A forward air controller pilot involved in the major U.S. air campaign in support of the beleaguered South Vietnamese forces monitored Hambleton's descent, talking to him via his small emergency radio as he dropped into a dry rice paddy and took cover.

Hambleton, wounded by shrapnel when the rear of his plane exploded, kept in touch with U.S. forces with his emergency radio and directed numerous air strikes against enemy supply lines. A Rossville, Illinois, native, he had served in the Army Air Forces during World War II without seeing combat, but he had flown 43 combat missions in a B-29 bomber during the Korean War.

After the failed air-rescue attempts, it was decided that Navy SEAL Lt. Thomas R. Norris and a small team would infiltrate enemy lines and attempt to pick up Hambleton and another rescuer who had gone down in a search and rescue mission at the nearby Cam Lo River. Aware that North Vietnamese radio monitors understood English, the radio message from a forward air controller in the area told them: "Get to the Snake, make like Esther Williams and float to Boston" -- go to the river and swim east. Esther Williams was an American competitive swimmer.
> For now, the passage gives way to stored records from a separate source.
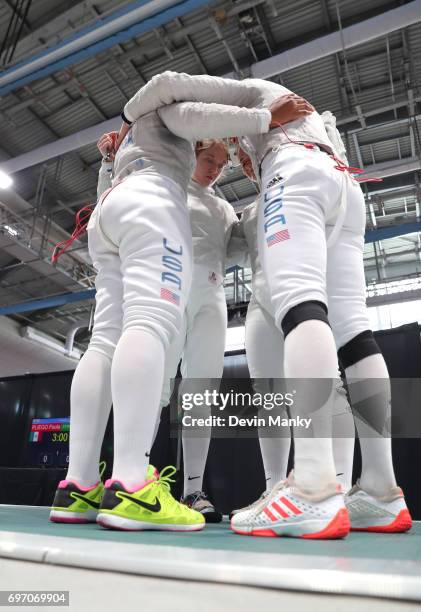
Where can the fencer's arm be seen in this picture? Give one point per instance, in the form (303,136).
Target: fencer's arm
(104,177)
(237,248)
(169,87)
(197,120)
Hambleton, however, was much farther from the river than Clark and would have to maneuver around enemy-occupied villages and gun emplacements. Rescue planners, who had discovered that Hambleton was one of the best golfers in the Air Force and had a vivid memory of the courses he had played, came up with a novel idea: guiding him to the river via a series of specific golf-course holes that had been provided by his golfing buddies.

As Hambleton recalled in a 2001 interview with Golf Digest, the planners told him, "You're going to play 18 holes and you're going to get in the Suwannee and make like Esther Williams and Charlie the Tuna. The round starts on No. 1 at Tucson National."

Hambleton said it took him awhile to figure out they were giving him distance and direction: "No. 1 at Tucson National is 408 yards running southeast. They wanted me to move southeast 400 yards. The 'course' would lead me to water."

On the night of his eighth day in hiding, Hambleton began walking the imaginary fairways that had been mapped out for him. "Playing" hole No. 4 of the Abilene Country Club on the ninth day -- 195 yards due east -- took him through the outskirts of a village.

As recounted in William C. Anderson's 1980 book "Bat-21," whose title derives from the call sign for Hambleton's aircraft, Hambleton passed a seemingly deserted hooch when a rooster suddenly emerged from the doorway -- "food!" thought Hambleton, who lost 45 pounds during his ordeal.